Sometime later, the Highwayman caught hold of the high branches of a tall oak, pulling himself in close to the trunk and sending a shower of acorns bouncing below him. Several small animals skittered through the nearby brush, but the Highwayman took little note of them, confident that he had floated down here unseen.
He stayed in the trees for some time, again running from branch to branch. Soon after, he spotted the soft orange glow of a dying campfire. He noted a sentry, a woman clad in leather and holding a long-handled, small-bladed axe. She leaned against a tree not far from the one he stood upon. Bransen smiled wickedly. Soldiers, not peasants.
He moved past the woman, giving a little shake to the high branches as he did, just enough of a commotion to get her attention but not enough to alert her to any danger, but just so that she would think it a gust of wind or a squirrel, perhaps.
The sentry's interest passed quickly as Bransen knew it would, and the Highwayman glided past, coming to a perch overlooking the small camp. He noted four soldiers-two men and two women-some clad in pieces of leather armor, one man stripped to the waist, milling about the small fire. One sipped gruel from a bronze bowl; another sat on a log, running a whetstone along a dull and chipped blade.
The Highwayman moved along, walking a high perimeter of the encampment, seeking more sentries. He came back to his original perch, confident that there were only five enemies total.
Five gold pieces.
He moved back into the forest, coming to a branch-silently this time-above the woman sentry. She was still leaning against the tree, half-asleep. Bransen thought back to the Book of Jhest, to the lessons of the assassin, the quick and silencing blow.
He dismissed the malachite fully before he dropped from the branch, wanting to come down hard and fast. He could have cupped his hands before him, down low at his waist, to hook the woman's forehead and drive her head backward with enough force to snap her neck, a quick and easy and very quiet kill.
But he didn't. He landed behind her instead, startling her, but before she could cry out the Highwayman, still carrying the momentum of his fall, drove his middle knuckle hard into the base of her skull.
She dropped straight to the ground with no more than a slight whimper.

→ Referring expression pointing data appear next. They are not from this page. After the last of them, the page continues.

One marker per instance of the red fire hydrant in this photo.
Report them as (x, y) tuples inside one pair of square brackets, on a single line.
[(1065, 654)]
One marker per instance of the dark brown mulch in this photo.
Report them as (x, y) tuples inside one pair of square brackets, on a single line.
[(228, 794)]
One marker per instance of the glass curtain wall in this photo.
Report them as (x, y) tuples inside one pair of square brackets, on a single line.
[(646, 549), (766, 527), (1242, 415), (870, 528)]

Not enough to alert the camp, the Highwayman believed, so when he made his way to the perimeter he was not surprised to see the four milling about exactly as they had been, except that one of the women had crawled into her bedroll.
He scanned quickly, trying to discern the most dangerous of his opponents and to plan an attack route. He stepped back into the woods, closed his eyes to picture the appropriate attack routines, given the position and number of his enemies, as described by the Book of Jhest.

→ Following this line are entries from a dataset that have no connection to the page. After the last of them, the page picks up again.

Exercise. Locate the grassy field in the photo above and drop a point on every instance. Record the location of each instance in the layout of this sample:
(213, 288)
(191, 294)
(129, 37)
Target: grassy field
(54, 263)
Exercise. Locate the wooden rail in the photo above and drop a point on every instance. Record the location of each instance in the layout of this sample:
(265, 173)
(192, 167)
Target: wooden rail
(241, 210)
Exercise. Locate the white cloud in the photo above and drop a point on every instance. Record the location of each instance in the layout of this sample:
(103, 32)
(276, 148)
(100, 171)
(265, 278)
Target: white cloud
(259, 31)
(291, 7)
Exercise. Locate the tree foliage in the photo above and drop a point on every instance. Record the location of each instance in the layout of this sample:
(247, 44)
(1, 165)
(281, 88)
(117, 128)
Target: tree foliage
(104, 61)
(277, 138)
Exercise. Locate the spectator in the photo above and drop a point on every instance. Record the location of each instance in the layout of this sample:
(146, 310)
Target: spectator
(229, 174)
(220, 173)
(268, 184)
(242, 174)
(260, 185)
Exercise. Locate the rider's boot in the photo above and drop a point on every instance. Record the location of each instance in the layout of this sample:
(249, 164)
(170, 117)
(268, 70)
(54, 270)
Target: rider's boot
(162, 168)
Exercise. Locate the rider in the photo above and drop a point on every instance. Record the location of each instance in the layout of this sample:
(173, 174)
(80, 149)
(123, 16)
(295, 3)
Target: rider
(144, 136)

Three running strides later the Highwayman leaped up high and grabbed at the power of the malachite to lift him higher and longer.
The woman sipping gruel cried out and dropped her bowl. One of the men, moving off to the side to relieve himself, stopped in mid-stride and glanced over his shoulder. The other man looked up from his sharpened old sword just in time to see the Highwayman land before him. He flipped the blade up to catch it by the hilt but caught a foot instead… with his mouth. His head snapped back and he flew, landing on his back at the edge of the fire. How he yelped as flames bit at him!